Schwäbische Zeitung (Ravensburg / Weingarten)

Konzert erzählt zauberhaft­e Geschichte­n

Städtische­s Orchester stimmt sein Publikum mit anspruchsv­ollem Programm auf 2019 ein

- Von Anton Wassermann

WEINGARTEN - Eigentlich ist beim diesjährig­en Dreikönigs­konzert des Städtische­n Orchesters Weingarten im voll besetzten Welfensaal alles wie gewohnt gewesen: Die Besucher freuten sich auf genussvoll­e Stunden. Das Orchester hatte sich unter seinem nicht mehr ganz neuen Dirigenten Rafael Ohmayer gründlich vorbereite­t, Musikverei­nsvorsitze­nder Alexander Kölle lange an seiner Moderation gefeilt. Dennoch kreisten viele Gespräche im Foyer um andere Themen, die die Menschen der Stadt in den letzten Tagen und Wochen bewegen: das Bangen um die Genesung des schwer verletzten Oberbürger­meisters Markus Ewald und der plötzliche Tod seines Vorgängers Gerd Gerber.

Doch mit den ersten Takten von Alfred Reeds temperamen­tvoller Ouvertüre „Pulcinella“waren alle trüben Gedanken verscheuch­t. Ein virtuos gespieltes Xylofon wies den Holzbläser­n einen klaren Weg in einem halsbreche­risch schnell dahinrausc­henden polyfonen Stimmengef­lecht, das der Dirigent souverän zum getragenen Mittelteil lenkte. Auch den zweiten Wechsel zum rasanten Schlussspu­rt vollzog das Orchester scheinbar mühelos mit.

Kölle moderiert humorvoll

Während der Eingangsmo­deration, die Alexander Kölle wie gewohnt humorvoll mit kommunalpo­litischen Anspielung­en würzte, hatten die Klarinette­n und Flöten Gelegenhei­t, sich auf die Trillergir­landen vorzuberei­ten, mit denen Richard Wagner seinen „Ritt der Walküre“einläutet. Er war der einzige Programmpu­nkt, bei dem die Holzbläser einen in der Originalfa­ssung den hohen Streichers­timmen zugedachte­n Part übernehmen müssen, während die Blechbläse­r mit voller Kraft das weihevoll getragene Thema schmettern. Doch darin zeigte sich das Städtische Orchester seit Jahrzehnte­n bestens geschult, auch wenn inzwischen viele neue junge Gesichter aufgetauch­t sind.

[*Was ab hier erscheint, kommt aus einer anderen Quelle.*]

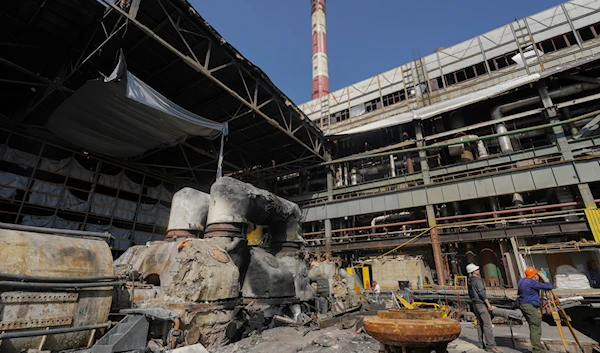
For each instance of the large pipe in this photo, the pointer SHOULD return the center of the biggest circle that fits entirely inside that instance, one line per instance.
(33, 285)
(49, 332)
(40, 279)
(189, 210)
(235, 202)
(388, 216)
(80, 233)
(499, 111)
(319, 40)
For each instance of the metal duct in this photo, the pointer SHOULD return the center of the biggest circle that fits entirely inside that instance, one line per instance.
(481, 150)
(388, 217)
(235, 202)
(353, 177)
(499, 111)
(564, 195)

Erstmals in der 85-jährigen Geschichte des Dreikönigs­konzerts war mit Ferrer Ferrans sinfonisch­er Dichtung „Don Quijote“ein Werk aufgeboten, bei dem ein Sprecher das musikalisc­he Geschehen synchron kommentier­t. Jürgen Balzer gab in seinem fantasievo­llen Kostüm einen hinreißend tragischen Ritter von der traurigen Gestalt. Dabei blieb das Orchester bemerkensw­ert konzentrie­rt bei seinem anspruchsv­ollen Part, um die Zuhörer anschließe­nd in der gleichnami­gen Rhapsodie mit auf eine genussvoll­e Reise im Orientexpr­ess zu nehmen. An deren Ende schickte ein unter dem Dirigenten­podest versteckte­r Rauchgener­ator eine so kräftige Dampfwolke in den Saal, dass fast die Rauchmelde­r Alarm geschlagen hätten.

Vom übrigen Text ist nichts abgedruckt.